Enterprise Distributed Application Service (EDAS) provides O&M capabilities for applications hosted on Kubernetes clusters. From the EDAS console, manage the application lifecycle, control traffic routing, scale instances, configure throttling and degradation, track changes, monitor events, and view logs.
| Capability | Description | Learn more |
|---|---|---|
| Lifecycle management | Deploy, upgrade, roll back, start, stop, delete, and scale application instances. | Manage the application lifecycle |
| Traffic routing | Expose service ports through load balancers (external) or Kubernetes Services (internal). | Bind CLB instances |
| Instance scaling | Scale instances manually or automatically to match traffic demand. | Manual scaling, Auto scaling |
| Change records | Track deployment, startup, and scaling changes with full audit history. | View application changes |
| Event center | Collect and analyze events from EDAS, ARMS, MSE, and Kubernetes clusters in a unified view. | Event center |
| Log management | View real-time logs, browse log directories, and query file logs through Simple Log Service. | View real-time logs |
Lifecycle management
After you host an application to a Kubernetes cluster in EDAS, manage the full application lifecycle from the EDAS console:
| Action | Description |
|---|---|
| Upgrade and roll back | Deploy new application versions or revert to a previous version. |
| Start, stop, and delete | Control the running state of applications. |
| Scale out or scale in | Adjust the number of instances that run the application. |
| Edit YAML | Manage the application lifecycle at a finer granularity by editing the YAML file directly. |
For more information, see Manage the application lifecycle.
Traffic routing
Expose application service ports to handle external or internal traffic.

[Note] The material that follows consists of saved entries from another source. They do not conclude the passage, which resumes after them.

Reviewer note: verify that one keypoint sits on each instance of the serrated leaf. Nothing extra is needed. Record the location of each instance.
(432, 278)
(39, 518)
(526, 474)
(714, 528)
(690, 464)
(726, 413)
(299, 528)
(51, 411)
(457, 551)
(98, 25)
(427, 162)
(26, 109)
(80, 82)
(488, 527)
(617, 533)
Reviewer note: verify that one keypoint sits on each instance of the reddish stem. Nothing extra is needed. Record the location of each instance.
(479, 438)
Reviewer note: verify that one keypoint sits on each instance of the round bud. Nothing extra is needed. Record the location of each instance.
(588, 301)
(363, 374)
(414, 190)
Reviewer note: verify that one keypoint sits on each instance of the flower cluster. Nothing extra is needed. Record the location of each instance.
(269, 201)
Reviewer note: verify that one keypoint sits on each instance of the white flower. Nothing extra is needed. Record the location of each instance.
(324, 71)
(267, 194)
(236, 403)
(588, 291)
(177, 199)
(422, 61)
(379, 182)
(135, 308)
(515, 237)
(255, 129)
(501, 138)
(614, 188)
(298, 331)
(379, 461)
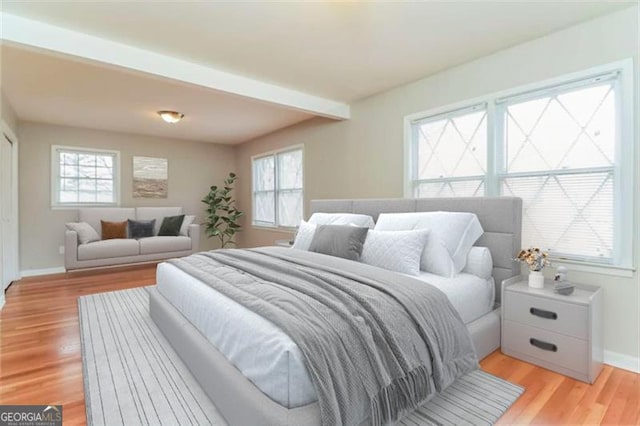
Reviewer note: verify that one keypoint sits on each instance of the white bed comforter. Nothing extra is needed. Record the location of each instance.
(264, 353)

| Scenario | Method | Details |
|---|---|---|
| External access | Bind an Internet-facing or intranet-facing Server Load Balancer (SLB) instance to provide load balancing for traffic from outside the cluster. | Bind CLB instances, Reuse a CLB instance |
| Internal access | Add a Kubernetes Service to route traffic between applications within the cluster. | Add a Service |
Instance scaling
When traffic fluctuates, scale application instances to match demand. This improves resource utilization and reduces costs.

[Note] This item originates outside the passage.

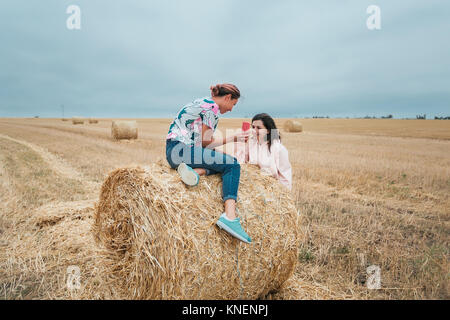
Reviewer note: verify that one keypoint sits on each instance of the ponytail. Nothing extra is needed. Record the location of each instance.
(220, 90)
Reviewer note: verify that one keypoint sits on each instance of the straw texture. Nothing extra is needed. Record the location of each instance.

| Scaling method | Description | Details |
|---|---|---|
| Manual scaling | Manually scale application instances out or in. | Manual scaling |
| Auto scaling | Automatically adjust instance count to match demand. | Auto scaling |
Change records
Every lifecycle action -- deployment, startup, scaling -- is recorded and available for review.
| Location | Use case |
|---|---|
| Application details page | Check the status of a specific change. |
| Change List page | View the full change history across all actions. |
For more information, see View application changes.
Event center
The event center automatically collects events from multiple sources and displays them in a unified view:
| Event source | Examples |
|---|---|
| EDAS | Application change events |
| Application Real-Time Monitoring Service (ARMS) | Alert events |
| Application runtime (0-1 status events) | Deadlocks, out of memory (OOM), startup failures |
| Microservices Engine (MSE) | Microservice governance events |
| Kubernetes clusters | Cluster-level events |
If your application uses any of these services, events are collected and analyzed automatically.
For more information, see Event center.
Log management
EDAS provides three ways to access application logs:
| Log type | Use case | Details |
|---|---|---|
| Real-time logs | Troubleshoot pod-level issues as they happen. | View real-time logs |
| Log directories | Browse, search, and bookmark log directories across instances. | View log directories |
| File logs | Query log files through Simple Log Service integration. | View file logs |
To use file logs, enable the logging feature when you create or deploy the application.